1998
157 pages
ISBN 0838753841
Bucknell Review
"History" occupies a central, yet ambiguous position in both eighteenth-century studies and postmodernism. The impact of recent theory on eighteenth-century studies has expanded the concept of history, focusing attention on marginal and alternative discourses, genres, and subjectivities. Simultaneously, the traditional eighteenth-century paradigms of reason, truth, and nature have been identified as underlying the modern, compromised concepts of self, gender, sex, nation, race, representation, truth, and history that postmodern and postcolonial critiques challenge in the name of more liberated and pluralistic problematic. Making History (together with its companion volume, Questioning History: The Postmodern Turn to the Eighteenth-Century) is a collection of essays that registers this postmodern challenge, but questions its version of eighteenth-century historiography by demonstrating that historiography to be complicit with and implicit in the postmodern project itself. By identifying a dialogical rather than monological relation between postmodern and Enlightenment discourses and texts, Making History offers a theoretically and historically nuanced account of eighteenth-century and its dialogue with postmodernism. The essays in Making History detail the system of textualized social relations that is the canonical; they examine the forgeries and translations of James Macpherson and Thomas Chatterton as historical discourse and as the invention of national communities; they discuss the intertextualities of the historical relationships between Ann Yearsley and Horace Walpole, and between Edmund Burke, James Macintosh, and John Locke. The essays also identify and analyze the performativity of historical discourse in Matthew Lewis's The Monk (the eroticization of the object), Charlotte Lennox's The Female Quixote (retro-dressing as metaphor for history), and the works of Mary Wollstonecraft, Mary Robinson, Catherine Macaulay, and Helen Maria Williams (female bodily strength and violence as material and ideological responses to the French Revolution.

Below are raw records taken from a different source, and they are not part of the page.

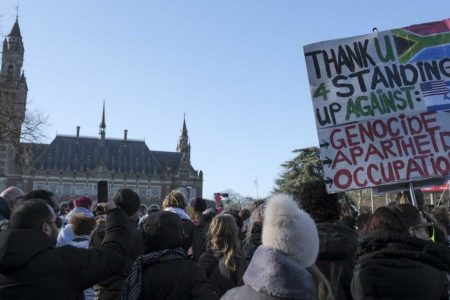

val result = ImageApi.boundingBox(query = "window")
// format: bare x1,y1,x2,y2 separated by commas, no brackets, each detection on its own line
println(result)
6,65,14,81
48,182,59,195
149,186,161,200
61,183,72,196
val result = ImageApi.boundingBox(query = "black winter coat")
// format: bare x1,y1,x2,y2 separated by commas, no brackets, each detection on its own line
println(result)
141,260,218,300
198,249,247,297
89,220,144,300
0,208,128,300
351,232,450,300
316,223,358,300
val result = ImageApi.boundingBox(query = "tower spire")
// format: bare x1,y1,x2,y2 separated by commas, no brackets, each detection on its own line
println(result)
99,101,106,140
177,114,191,161
181,113,188,138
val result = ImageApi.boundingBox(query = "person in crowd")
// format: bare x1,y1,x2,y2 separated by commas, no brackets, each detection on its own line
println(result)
23,190,60,216
69,214,95,300
139,203,147,219
0,186,25,221
352,204,450,300
191,198,208,261
222,194,319,300
138,204,161,230
239,208,251,236
0,199,129,300
198,213,246,297
297,180,358,300
121,211,218,300
90,189,144,300
243,202,266,261
56,197,94,247
356,213,372,236
394,189,425,211
162,191,201,259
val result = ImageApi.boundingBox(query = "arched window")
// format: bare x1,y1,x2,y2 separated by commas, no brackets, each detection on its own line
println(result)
6,65,14,81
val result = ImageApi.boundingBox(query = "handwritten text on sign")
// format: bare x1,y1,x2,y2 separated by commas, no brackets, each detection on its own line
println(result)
304,21,450,128
319,112,450,192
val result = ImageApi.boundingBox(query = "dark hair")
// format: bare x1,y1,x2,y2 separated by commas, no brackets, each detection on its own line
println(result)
114,189,141,216
23,190,60,212
69,214,95,235
239,208,250,221
295,180,341,223
367,204,420,233
356,213,372,234
10,199,53,229
143,211,184,253
395,189,424,210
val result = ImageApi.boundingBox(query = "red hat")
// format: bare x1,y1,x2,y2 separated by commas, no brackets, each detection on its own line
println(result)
73,197,92,209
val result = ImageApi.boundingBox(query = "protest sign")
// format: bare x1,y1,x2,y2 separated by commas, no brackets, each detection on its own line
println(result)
304,19,450,192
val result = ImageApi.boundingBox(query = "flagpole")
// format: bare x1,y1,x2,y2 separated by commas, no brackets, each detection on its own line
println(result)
255,176,259,199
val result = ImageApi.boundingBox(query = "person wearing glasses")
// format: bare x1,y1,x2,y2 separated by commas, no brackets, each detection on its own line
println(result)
351,204,450,300
0,199,129,300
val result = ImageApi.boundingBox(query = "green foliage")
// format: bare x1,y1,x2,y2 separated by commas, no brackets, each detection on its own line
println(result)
274,147,323,196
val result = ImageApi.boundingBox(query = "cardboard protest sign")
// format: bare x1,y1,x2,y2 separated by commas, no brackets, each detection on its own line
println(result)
304,19,450,192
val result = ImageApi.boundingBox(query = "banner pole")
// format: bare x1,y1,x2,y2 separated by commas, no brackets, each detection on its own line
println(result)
409,181,419,209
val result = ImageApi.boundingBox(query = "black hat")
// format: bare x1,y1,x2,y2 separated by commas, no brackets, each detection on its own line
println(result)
114,189,141,216
191,198,207,213
143,211,183,253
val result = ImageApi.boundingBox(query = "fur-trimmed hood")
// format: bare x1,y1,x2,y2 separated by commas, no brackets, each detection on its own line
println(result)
244,245,315,299
355,231,450,272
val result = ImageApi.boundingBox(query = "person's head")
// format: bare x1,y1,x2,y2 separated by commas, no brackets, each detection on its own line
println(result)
296,180,341,223
0,186,25,209
245,202,267,245
163,191,186,209
208,213,239,271
262,194,319,268
368,204,432,240
202,207,217,224
9,199,62,244
251,200,265,211
69,214,96,236
73,196,92,210
239,208,250,221
113,189,141,219
23,190,59,215
356,213,372,235
191,198,208,220
143,211,184,253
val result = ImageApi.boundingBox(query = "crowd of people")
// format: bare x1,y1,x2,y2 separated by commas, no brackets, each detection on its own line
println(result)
0,181,450,300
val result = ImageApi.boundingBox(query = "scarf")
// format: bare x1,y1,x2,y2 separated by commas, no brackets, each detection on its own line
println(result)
164,207,191,220
120,247,186,300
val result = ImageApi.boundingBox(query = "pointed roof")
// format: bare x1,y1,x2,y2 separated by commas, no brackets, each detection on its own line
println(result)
99,101,106,139
8,18,22,38
181,115,187,137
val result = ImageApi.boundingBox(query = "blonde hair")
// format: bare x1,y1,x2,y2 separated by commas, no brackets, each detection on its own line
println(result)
208,214,239,271
308,264,336,300
163,191,186,209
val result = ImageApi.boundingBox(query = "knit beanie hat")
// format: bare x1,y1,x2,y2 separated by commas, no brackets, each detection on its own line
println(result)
143,211,184,253
191,198,207,213
262,194,319,268
114,189,141,216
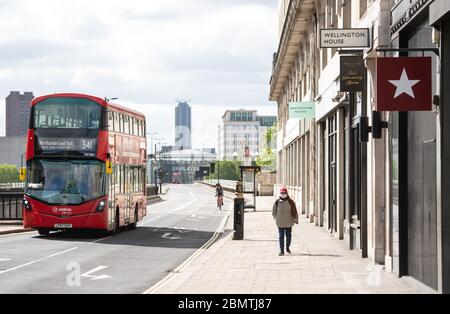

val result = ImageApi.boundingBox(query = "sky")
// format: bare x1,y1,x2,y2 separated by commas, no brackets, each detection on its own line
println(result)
0,0,278,148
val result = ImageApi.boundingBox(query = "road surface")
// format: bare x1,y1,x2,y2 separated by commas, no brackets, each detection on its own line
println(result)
0,185,231,294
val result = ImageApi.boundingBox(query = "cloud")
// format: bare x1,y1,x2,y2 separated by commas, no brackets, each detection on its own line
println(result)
0,0,278,148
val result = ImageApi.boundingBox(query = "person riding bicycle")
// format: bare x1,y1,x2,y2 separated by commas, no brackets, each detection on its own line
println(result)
216,183,223,206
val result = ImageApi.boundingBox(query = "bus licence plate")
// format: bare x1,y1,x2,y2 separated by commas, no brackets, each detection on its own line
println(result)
54,224,72,229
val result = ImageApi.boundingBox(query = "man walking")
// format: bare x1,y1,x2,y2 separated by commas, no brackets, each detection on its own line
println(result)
272,188,298,256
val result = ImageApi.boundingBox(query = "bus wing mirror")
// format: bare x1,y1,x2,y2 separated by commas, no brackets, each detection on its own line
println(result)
106,160,112,174
19,167,27,182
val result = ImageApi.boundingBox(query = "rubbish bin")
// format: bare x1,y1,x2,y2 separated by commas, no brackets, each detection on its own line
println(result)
233,197,245,240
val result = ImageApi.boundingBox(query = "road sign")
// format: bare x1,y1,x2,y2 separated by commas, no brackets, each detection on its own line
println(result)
289,102,316,119
376,57,432,111
340,56,366,93
320,28,370,48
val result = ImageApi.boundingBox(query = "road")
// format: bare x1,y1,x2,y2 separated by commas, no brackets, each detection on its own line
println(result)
0,185,231,294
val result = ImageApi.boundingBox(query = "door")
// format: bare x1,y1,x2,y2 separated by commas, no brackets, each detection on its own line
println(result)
408,112,437,289
328,115,337,233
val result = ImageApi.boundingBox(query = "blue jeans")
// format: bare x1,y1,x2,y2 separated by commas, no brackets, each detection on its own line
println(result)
278,228,292,252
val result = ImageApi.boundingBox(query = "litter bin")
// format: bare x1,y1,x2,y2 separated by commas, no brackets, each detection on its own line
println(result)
233,182,245,240
233,197,245,240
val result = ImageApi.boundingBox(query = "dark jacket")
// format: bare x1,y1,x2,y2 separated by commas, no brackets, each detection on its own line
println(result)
272,197,298,228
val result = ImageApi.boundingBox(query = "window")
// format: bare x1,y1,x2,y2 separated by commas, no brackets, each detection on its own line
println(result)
359,0,367,17
119,113,124,133
123,115,130,134
27,159,106,205
33,98,102,129
108,111,114,131
113,111,119,132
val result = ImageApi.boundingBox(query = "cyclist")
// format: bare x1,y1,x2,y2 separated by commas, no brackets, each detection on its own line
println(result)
216,183,223,207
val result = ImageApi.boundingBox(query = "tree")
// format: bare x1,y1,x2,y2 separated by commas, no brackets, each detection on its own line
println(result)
0,164,19,183
256,124,278,171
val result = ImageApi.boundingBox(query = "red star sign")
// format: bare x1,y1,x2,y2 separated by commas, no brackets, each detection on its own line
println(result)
376,57,432,111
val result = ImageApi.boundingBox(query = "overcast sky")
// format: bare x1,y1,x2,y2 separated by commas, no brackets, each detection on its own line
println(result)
0,0,278,148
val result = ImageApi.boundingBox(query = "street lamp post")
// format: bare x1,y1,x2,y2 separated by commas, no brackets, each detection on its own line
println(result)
147,132,158,154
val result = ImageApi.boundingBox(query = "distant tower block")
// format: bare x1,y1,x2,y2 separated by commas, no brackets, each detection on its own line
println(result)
175,101,192,150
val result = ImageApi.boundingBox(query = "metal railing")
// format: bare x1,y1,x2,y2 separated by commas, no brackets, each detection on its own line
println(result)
0,192,23,220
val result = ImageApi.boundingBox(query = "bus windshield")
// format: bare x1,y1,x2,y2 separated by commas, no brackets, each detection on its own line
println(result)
33,98,102,129
26,159,106,205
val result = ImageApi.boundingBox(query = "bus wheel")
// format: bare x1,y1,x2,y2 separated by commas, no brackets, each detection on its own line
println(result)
128,205,139,230
38,228,50,236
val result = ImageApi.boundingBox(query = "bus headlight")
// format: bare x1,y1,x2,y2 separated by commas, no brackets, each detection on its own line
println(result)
23,200,31,211
96,201,106,212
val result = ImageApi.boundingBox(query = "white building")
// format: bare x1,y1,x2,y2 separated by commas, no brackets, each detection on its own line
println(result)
218,109,276,160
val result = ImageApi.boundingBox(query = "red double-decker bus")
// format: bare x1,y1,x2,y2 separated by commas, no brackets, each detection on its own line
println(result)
23,94,147,235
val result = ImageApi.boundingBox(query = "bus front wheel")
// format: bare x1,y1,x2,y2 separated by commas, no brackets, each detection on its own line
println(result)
38,228,50,236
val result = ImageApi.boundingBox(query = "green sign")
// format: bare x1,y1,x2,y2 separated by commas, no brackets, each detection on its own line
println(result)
289,102,316,119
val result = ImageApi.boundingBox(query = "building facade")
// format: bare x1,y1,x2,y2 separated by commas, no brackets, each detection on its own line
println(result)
175,102,192,150
270,0,450,292
0,136,26,168
218,109,277,160
5,92,34,136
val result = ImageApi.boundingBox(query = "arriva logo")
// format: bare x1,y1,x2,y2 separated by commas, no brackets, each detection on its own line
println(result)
52,207,72,214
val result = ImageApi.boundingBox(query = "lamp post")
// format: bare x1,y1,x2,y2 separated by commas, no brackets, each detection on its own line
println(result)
147,132,158,154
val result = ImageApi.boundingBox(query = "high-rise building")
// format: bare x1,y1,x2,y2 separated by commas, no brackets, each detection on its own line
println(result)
5,92,34,136
175,101,192,150
218,109,277,160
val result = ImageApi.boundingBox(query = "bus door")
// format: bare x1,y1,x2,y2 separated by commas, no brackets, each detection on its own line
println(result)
124,167,132,223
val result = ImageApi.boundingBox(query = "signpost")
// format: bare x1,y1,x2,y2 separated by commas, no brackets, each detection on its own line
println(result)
320,28,370,48
289,102,316,119
340,56,366,93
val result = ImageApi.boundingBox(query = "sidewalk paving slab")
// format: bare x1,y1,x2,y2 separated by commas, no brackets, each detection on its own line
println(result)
154,197,436,294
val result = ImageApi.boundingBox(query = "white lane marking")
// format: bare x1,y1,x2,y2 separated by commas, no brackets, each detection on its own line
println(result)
89,235,113,244
161,232,181,240
0,231,37,238
141,215,164,226
81,266,113,280
0,247,78,275
142,215,229,294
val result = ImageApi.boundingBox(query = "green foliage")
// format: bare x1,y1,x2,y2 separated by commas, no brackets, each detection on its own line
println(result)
0,165,19,183
256,125,278,170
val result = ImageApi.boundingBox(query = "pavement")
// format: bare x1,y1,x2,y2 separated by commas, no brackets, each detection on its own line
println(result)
0,221,31,235
0,185,231,294
152,197,436,294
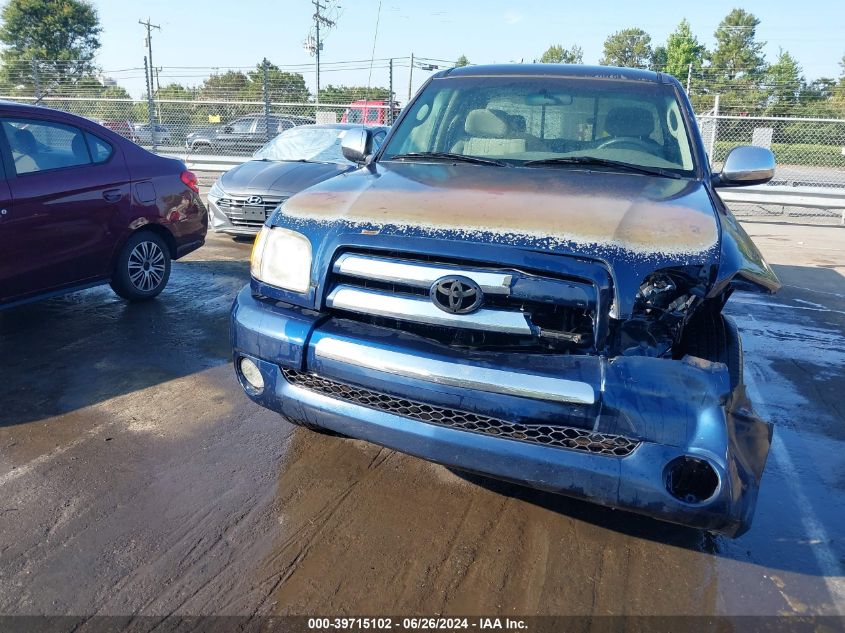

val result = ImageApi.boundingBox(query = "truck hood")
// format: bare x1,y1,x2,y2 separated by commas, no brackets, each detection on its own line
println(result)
220,160,355,195
282,162,719,260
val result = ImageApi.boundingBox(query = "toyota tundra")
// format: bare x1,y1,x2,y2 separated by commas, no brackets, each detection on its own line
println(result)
231,64,780,536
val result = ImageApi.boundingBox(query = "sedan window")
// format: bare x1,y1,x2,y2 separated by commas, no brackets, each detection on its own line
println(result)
85,132,114,163
2,119,91,174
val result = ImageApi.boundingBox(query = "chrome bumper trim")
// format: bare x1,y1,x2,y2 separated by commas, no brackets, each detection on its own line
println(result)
314,338,596,405
334,253,513,295
326,286,532,336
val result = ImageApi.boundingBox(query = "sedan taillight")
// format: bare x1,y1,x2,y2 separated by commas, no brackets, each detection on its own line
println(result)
179,170,200,193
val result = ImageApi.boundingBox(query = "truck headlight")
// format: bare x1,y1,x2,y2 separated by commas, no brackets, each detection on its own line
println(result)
250,226,311,292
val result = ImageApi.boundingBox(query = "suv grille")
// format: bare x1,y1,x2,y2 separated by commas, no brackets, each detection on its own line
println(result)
216,196,287,229
282,368,640,457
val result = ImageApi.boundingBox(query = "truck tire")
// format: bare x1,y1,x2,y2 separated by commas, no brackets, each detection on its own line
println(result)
681,306,742,389
109,231,170,302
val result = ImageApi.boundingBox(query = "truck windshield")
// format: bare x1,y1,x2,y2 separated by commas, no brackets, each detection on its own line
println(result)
381,76,695,176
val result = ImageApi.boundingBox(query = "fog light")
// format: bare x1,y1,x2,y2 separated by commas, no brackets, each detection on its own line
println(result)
240,358,264,392
664,455,719,504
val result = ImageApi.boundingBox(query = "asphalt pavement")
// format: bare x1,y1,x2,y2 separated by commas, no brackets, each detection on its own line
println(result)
0,223,845,616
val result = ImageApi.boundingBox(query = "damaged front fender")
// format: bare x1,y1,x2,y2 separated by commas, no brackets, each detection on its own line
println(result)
708,198,781,297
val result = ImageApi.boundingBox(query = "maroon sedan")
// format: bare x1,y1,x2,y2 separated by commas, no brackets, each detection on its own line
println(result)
0,102,208,307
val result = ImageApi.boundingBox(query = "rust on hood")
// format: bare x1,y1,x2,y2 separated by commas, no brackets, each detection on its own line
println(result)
283,163,719,255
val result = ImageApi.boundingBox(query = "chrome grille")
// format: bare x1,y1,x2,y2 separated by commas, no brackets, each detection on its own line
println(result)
325,252,598,351
282,368,640,457
215,196,287,229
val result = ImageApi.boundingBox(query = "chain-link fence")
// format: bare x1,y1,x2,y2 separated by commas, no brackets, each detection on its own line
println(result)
0,95,399,157
699,114,845,185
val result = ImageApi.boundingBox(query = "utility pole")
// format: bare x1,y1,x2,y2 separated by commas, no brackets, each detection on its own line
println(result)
408,53,414,103
29,59,43,105
144,57,156,151
261,57,272,141
138,18,161,128
311,0,335,106
138,18,161,95
155,66,161,123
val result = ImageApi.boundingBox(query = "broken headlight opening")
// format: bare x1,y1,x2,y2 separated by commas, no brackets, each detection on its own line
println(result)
618,267,709,358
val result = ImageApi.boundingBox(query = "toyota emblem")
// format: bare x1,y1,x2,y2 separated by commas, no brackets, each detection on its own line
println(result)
429,275,484,314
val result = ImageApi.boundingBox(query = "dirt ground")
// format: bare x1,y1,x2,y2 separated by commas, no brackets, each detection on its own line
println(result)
0,223,845,615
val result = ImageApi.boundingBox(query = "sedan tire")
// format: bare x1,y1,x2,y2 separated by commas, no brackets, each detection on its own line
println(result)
110,231,170,301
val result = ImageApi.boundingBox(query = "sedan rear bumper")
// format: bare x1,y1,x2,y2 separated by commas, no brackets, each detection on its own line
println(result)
232,288,771,536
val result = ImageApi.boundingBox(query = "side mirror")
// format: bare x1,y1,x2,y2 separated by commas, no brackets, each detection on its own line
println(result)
340,127,373,163
713,145,775,187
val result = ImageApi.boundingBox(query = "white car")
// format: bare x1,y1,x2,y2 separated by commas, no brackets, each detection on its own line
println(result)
133,123,171,144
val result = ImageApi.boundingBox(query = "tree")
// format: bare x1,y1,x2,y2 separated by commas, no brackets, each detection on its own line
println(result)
663,20,707,83
540,44,584,64
766,49,804,116
0,0,102,94
198,70,249,101
600,28,652,68
707,9,768,113
153,82,196,126
240,62,311,103
710,9,766,81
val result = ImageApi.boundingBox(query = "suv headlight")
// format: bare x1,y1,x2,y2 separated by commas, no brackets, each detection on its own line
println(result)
250,226,311,292
208,180,226,198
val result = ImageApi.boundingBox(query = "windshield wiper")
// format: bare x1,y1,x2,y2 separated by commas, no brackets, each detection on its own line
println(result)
385,152,510,167
522,156,683,178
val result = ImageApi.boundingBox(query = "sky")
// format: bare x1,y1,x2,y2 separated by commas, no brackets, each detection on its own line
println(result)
94,0,845,102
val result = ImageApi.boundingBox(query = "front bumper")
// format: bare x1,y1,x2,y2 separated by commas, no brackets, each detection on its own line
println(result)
232,287,771,536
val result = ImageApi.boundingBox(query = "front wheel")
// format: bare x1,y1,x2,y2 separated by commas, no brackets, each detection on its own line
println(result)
111,231,170,301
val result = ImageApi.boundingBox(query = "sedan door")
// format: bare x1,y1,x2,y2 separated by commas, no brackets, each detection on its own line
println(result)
0,116,131,301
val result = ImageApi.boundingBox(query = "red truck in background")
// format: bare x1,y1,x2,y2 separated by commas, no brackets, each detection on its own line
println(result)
340,99,399,125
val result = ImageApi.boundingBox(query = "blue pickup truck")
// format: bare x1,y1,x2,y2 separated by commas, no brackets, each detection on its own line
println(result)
231,64,780,536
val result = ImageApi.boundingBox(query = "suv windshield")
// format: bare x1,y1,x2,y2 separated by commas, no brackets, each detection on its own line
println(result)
381,76,694,176
253,126,349,163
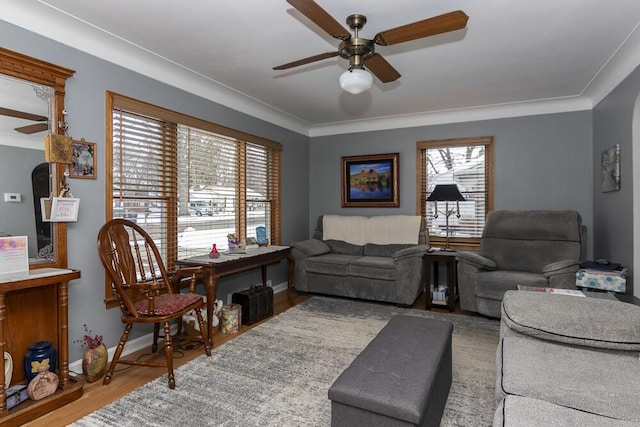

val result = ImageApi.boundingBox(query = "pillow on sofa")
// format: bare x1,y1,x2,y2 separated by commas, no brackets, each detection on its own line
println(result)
364,243,414,257
324,240,362,255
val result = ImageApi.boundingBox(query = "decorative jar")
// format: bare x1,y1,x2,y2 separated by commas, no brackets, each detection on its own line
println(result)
24,340,58,382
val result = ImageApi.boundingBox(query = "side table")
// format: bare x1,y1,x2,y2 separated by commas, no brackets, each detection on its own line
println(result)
422,250,458,311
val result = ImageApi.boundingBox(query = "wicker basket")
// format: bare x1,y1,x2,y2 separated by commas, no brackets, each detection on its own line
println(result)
184,320,207,337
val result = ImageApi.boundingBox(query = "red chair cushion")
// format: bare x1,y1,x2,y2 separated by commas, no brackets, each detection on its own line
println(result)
134,294,202,316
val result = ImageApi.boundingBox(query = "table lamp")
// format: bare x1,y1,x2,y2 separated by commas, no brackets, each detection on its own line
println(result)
427,184,465,251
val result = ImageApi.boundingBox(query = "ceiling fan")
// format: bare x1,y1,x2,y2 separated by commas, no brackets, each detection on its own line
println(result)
273,0,469,95
0,107,49,135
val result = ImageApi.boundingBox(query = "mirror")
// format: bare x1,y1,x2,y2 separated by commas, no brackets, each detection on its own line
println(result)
0,48,74,268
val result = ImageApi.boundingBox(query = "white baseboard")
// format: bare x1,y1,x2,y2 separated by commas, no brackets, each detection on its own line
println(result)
69,282,287,374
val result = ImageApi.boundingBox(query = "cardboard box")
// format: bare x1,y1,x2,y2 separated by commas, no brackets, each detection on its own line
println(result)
576,268,627,293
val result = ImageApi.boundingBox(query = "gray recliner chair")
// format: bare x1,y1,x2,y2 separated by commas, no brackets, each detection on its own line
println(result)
457,210,586,318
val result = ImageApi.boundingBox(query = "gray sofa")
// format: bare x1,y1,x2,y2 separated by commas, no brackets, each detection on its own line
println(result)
457,210,586,317
291,215,429,306
494,291,640,427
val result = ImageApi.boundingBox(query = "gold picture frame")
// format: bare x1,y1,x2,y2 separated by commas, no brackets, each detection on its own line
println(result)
342,153,400,208
69,140,98,179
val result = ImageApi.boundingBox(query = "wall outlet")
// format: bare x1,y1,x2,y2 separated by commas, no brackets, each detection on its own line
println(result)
4,193,22,203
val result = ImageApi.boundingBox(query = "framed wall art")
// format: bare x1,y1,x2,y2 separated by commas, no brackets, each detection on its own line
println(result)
600,144,620,193
69,139,97,179
342,153,400,208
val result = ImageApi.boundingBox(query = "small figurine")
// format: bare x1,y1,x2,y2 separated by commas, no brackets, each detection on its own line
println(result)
209,243,220,258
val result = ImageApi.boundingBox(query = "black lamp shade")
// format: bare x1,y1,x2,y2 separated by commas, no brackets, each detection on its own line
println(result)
427,184,465,202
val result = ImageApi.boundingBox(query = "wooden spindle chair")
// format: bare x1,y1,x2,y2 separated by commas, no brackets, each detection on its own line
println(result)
98,218,211,389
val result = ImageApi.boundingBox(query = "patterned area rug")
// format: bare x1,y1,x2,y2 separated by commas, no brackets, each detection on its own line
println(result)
72,297,499,427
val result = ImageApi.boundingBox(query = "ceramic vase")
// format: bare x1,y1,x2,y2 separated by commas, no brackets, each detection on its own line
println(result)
82,344,109,383
209,243,220,258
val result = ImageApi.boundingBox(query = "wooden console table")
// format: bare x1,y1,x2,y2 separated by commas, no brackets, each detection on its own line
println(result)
0,268,84,426
176,246,295,346
423,250,458,311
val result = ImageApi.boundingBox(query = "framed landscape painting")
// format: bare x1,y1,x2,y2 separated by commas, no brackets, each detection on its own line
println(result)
69,139,97,179
342,153,400,208
600,144,620,193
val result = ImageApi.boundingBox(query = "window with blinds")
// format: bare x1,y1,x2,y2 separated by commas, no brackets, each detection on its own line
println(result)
106,92,281,299
417,137,493,250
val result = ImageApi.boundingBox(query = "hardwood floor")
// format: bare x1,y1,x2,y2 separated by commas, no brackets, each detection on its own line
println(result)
25,292,466,427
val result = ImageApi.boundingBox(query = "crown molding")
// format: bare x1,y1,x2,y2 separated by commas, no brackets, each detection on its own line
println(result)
3,0,640,137
309,97,593,138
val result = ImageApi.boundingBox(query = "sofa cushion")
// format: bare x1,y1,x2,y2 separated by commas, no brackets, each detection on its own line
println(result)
476,270,547,300
347,256,398,280
362,243,414,257
493,395,638,427
291,239,331,256
306,254,360,276
324,240,362,255
501,291,640,352
496,338,640,422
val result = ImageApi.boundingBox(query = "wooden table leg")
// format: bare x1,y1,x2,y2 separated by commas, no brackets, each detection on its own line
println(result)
207,269,218,349
0,292,9,416
447,257,457,311
260,265,267,286
423,256,433,310
58,282,71,389
287,254,296,305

Contributors: Martin Wechselblatt, Greg Clingham, Madeline Kahn, Erin F. Labie, Lisa Naomi Mulman, Adriana Craciun, and Steven Blakemore.
About the editor:
Greg Clingham is emeritus professor of English at Bucknell University, a life member of Clare Hall, Cambridge, and the author or editor of ten books, including Johnson, Writing, and Memory. From 1996 to 2018, he was director of the Bucknell University Press.